Your Uniform is Waiting For You

Michael Weinberger


At least once a year for over twelve years now, my parents have been volunteering with the Israeli Army, through the amazing programs run by the Sar El organization. If you add up all the army time they’ve done throughout the years, it would total about six months of service.

There are various ways in which folks can help our very special State of Israel. While making donations to UJA, JNF, and the like are always important and appreciated, there are special folks who want to do more, and in a more active rather than passive role. Sar El gives folks the opportunity to get their hands dirty in helping the State of Israel.

In Sar-El one has the opportunity to work side by side with Israeli soldiers in performing non-combat tasks, generally involving repair and maintenance of various types of gear and equipment. One is in an environment with other motivated volunteers from all over the world, both Jewish and Christian, who are brought together by the same ideals in their love of the State of Israel. [This is a way to express ] the shared desire to help through sweat and not just greenbacks (donations). So you can call me a second generation Sar El volunteer, trying to follow in the footsteps of my parents.

How did I get involved with this amazing program? I made aliyah at an age that the army considers too old for regular service. After 6 months of ulpan (Hebrew Courses) I began working three years ago for a local Jerusalem accounting firm called Don Shrensky & Co. preparing and filing US Income Tax Returns for Americans living in “exile” (here). With Americans living abroad having until June 15th instead of April 15th to file, our busy season is generally from March through the end of June. February is generally a quiet time of the year at the office. As I saw this slower time of year approaching, I asked my supervisors if they would mind if I took an army leave of absence to serve our country this time of year and they graciously approved.

 I had been itching and searching for an opportunity to serve since coming, and thanks to the Sar El program thank Gd I finally had it. I see this as my opportunity to perform the miluim-like (reserve duty) that many Israelis do annually. I should add that this program for sure isn’t all work and no play. There are a fair amount of tea and coffee breaks mixed in to the work day. You will work hard but you don’t have to be in marine-like shape to perform the work that needs to be done.

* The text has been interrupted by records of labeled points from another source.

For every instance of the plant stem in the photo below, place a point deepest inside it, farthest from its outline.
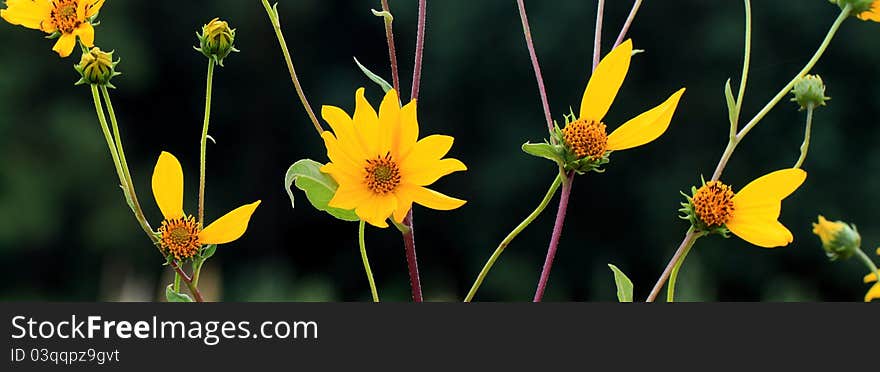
(420, 46)
(392, 54)
(597, 41)
(686, 243)
(844, 14)
(673, 277)
(628, 23)
(806, 145)
(363, 246)
(276, 24)
(747, 56)
(527, 32)
(412, 262)
(204, 141)
(557, 233)
(512, 235)
(868, 262)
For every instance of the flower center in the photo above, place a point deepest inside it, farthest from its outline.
(713, 203)
(586, 138)
(179, 237)
(383, 174)
(64, 15)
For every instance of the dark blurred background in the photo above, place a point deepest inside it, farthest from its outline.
(67, 234)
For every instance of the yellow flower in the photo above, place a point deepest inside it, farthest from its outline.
(872, 14)
(180, 234)
(378, 163)
(751, 214)
(587, 136)
(69, 18)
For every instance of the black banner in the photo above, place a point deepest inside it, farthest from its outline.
(331, 336)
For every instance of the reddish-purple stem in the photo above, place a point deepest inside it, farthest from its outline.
(527, 32)
(554, 239)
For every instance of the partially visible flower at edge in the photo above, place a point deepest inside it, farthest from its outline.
(180, 235)
(751, 214)
(379, 163)
(68, 18)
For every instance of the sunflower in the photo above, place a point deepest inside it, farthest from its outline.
(872, 14)
(180, 235)
(69, 18)
(379, 163)
(586, 136)
(751, 214)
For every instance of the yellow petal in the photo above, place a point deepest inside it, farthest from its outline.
(873, 293)
(405, 139)
(605, 82)
(763, 233)
(349, 197)
(94, 8)
(229, 227)
(343, 130)
(168, 186)
(427, 150)
(27, 13)
(645, 127)
(366, 124)
(64, 45)
(757, 207)
(427, 175)
(86, 34)
(376, 209)
(432, 199)
(389, 121)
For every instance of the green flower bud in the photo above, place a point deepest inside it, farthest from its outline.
(216, 40)
(840, 240)
(858, 6)
(809, 91)
(96, 67)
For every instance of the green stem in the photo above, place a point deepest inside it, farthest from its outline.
(363, 246)
(204, 141)
(734, 141)
(806, 145)
(868, 262)
(512, 235)
(276, 24)
(747, 56)
(673, 277)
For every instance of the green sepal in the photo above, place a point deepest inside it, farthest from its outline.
(372, 76)
(624, 285)
(319, 188)
(173, 296)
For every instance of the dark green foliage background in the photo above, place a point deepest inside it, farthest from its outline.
(66, 233)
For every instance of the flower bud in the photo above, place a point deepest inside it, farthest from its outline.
(96, 67)
(840, 240)
(858, 6)
(809, 92)
(216, 40)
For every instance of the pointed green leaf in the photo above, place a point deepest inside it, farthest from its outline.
(624, 285)
(731, 103)
(375, 78)
(319, 187)
(173, 296)
(542, 150)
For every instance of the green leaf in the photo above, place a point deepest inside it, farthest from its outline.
(542, 150)
(173, 296)
(624, 285)
(319, 188)
(731, 103)
(375, 78)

The absolute cherry-on-the-cake with this program are the madrichot (Guides). Every Sar El group generally has a pair of young ladies who organize the volunteer program and the day-to-day operation of it. Aside from generally being fluent in English, very polite, and easy on the eyes, they run amazing evening activities that are very educational, interactive, and always entertaining. You will know a lot more about Israel at the end of the program, and you will know all the other volunteers as well, due to the efforts of the madrichot. So, if you’re looking to help the state of Israel in an active way, and you’re between the ages of 18 – 120, come on over. Your uniform is waiting for you.